REPUBLIKA.CO.ID, MALANG -- Campur tangan teknologi dalam segala lini memang tak bisa dihindari lagi. Berbagai metode dikembangan dengan basis teknologi untuk mempermudah manusia melakukan aktivitasnya termasuk di bidang terapi pada pasien.
Metode dengan basis teknologi juga termasuk hal yang sedang dikembangkan oleh Fakultas Psikologi Universitas Muhammadiyah Malang (UMM). Salah satunya dibuktikan melalui terapi berbasis virtual reality (VR). Terapi ini bertujuan untuk memudahkan terapi dan penanganan pasien.
Melihat hal tersebut, lokakarya pun diadakan di Rayz Hotel UMM pada 23 Februari 2023. Kegiatan ini menjadi langkah awal perkembangan teknologi virtual reality pada dunia psikologi.
Kepala Laboratorium Psikologi UMM, Adhiyatman Prabowo menyatakan, kegiatan ini juga mengkaji psychtechnology. Menariknya, inovasi ini akan dikembangkan spesifik pada kasus penderita fobia kucing.
Luaran workshop ini adalah untuk mengembangkan psychotechnology UMM ke arah virtual reality. "Seperti yang kita lihat, teknologi masih belum banyak dikembangkan khususnya di daerah Malang,” katanya dalam pesan resmi yang diterima Republika.
Terkait fobia kucing yang digunakan secara spesifik, Adhiyatman menjelaskan, banyak masyarakat Indonesia yang memiliki fobia akan kucing. Dengan begitu, akan ada upaya yang lebih futuristik dalam menanganinya.

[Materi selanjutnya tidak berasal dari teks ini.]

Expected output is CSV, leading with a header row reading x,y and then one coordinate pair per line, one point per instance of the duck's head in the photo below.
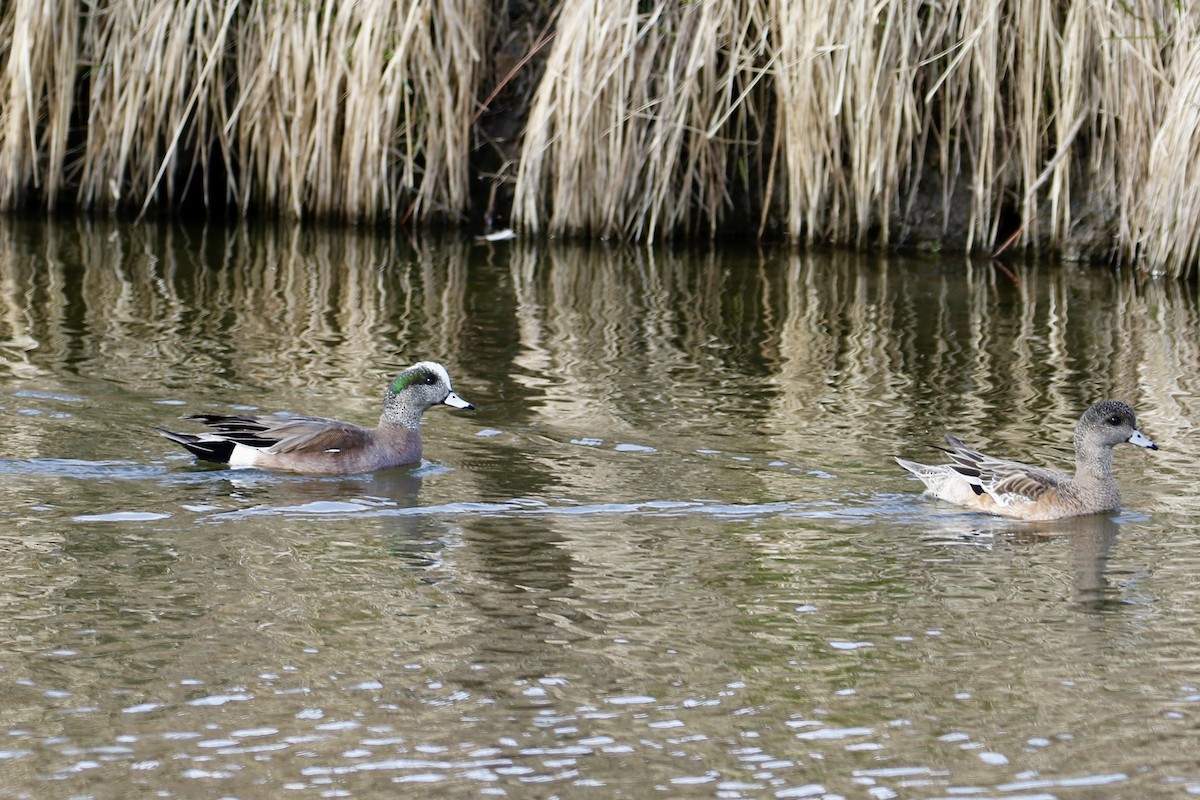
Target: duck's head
x,y
1110,423
420,386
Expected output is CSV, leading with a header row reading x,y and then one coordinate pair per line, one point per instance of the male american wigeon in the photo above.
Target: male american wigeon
x,y
312,444
1013,489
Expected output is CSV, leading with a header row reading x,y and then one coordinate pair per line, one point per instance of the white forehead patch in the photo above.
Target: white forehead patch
x,y
436,368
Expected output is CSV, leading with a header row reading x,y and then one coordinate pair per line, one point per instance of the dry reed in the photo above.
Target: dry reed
x,y
1065,124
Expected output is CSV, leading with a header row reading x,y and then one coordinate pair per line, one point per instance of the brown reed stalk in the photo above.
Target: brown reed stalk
x,y
639,118
39,46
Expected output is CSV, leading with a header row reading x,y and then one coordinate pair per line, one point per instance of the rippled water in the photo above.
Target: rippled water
x,y
669,555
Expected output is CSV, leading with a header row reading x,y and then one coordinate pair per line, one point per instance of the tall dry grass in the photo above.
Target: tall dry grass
x,y
1065,122
642,118
1066,125
351,110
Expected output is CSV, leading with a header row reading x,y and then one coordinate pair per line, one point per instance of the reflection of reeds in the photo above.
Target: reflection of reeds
x,y
319,311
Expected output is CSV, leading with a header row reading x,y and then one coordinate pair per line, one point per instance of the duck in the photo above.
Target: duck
x,y
318,445
1018,491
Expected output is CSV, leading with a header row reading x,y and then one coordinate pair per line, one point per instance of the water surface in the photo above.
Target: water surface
x,y
667,555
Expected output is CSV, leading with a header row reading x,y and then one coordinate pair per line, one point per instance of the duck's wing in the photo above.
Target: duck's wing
x,y
287,434
1006,481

Adapun lokakarya itu mendatangkan pakar psychotechnology ternama, Aulia Iskandarsyah. Dalam kajian tersebut, dia membahas mengenai seberapa jauh capaian dari teknologi untuk dunia psikologi.
Menurut Aulia, manusia sudah tidak bisa lepas dari gawai yang ada di tangannya. Maka, sudah seharusnya teknologi menyasar berbagai bidang termasuk psikologi.

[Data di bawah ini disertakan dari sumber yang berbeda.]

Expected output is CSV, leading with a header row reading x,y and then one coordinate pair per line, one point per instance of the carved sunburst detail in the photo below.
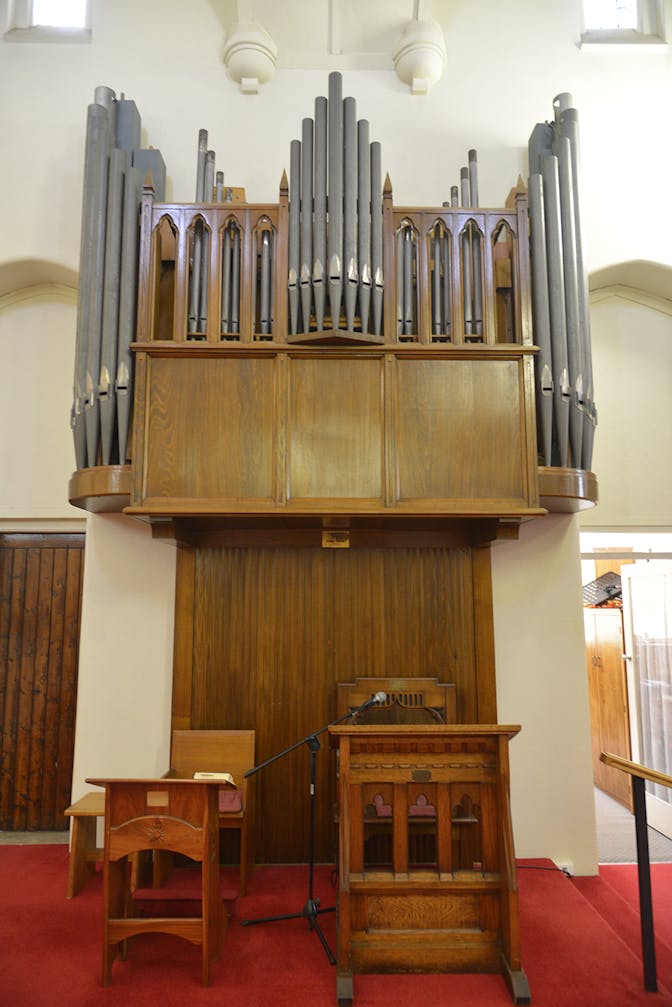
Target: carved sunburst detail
x,y
155,832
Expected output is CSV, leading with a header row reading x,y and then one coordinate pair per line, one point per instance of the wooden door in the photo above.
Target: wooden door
x,y
40,589
609,699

Dia menerangkan, psychotechnology dapat diterapkan pada pengguna umum terkecuali populasi rentan dan di bawah 17 tahun. Maksud populasi rentan adalah mereka yang lansia, anak-anak, dan lain sebagainya.
Aulia menyampaikan psikologi dapat dikembangkan dalam teknologi virtual reality (VR). Salah satunya dengan mengatur skenario yang bisa dirasakan oleh manusia.
Menurut dia, psychotechnology bisa diterapkan ke banyak orang. Bahkan pada mereka yang belum didiagnosa memiliki trauma terkait. "Namun sudah memiliki kecenderungan yang mengarah ke gangguan tersebut," jelasnya.
Selanjutnya, para pakar dapat melakukan banyak hal. Misalnya seperti kuesioner, mengecek masalah fungsi low, moderate atau high-nya, dan lain sebagainya.
Adapun teknologi VR untuk psikologi di UMM sudah dikembangkan dan saat ini berjalan 80 persen. Pengerjaannya juga sudah dilakukan sejak enam bulan lalu. Salah satu contoh skenarionya adalah menggunakan basic video reality, di mana pengguna diajak untuk melihat secara 360 derajat keadaan yang ditakutinya. Dengan pelatihan ini, diharapkan para pasien akan menjadi lebih tenang dan relaks.
Di samping itu, canggihnya teknologi virtual reality juga mempunyai efek samping bagi penggunaannya. Salah satunya, yakni migrain yang diakibatkan oleh durasi penggunaan yang terlalu lama. Maka itu, perlu adanya standar prosedur beroperasi yang jelas sehingga penggunaan VR di dunia psikologi dapat lebih maksimal.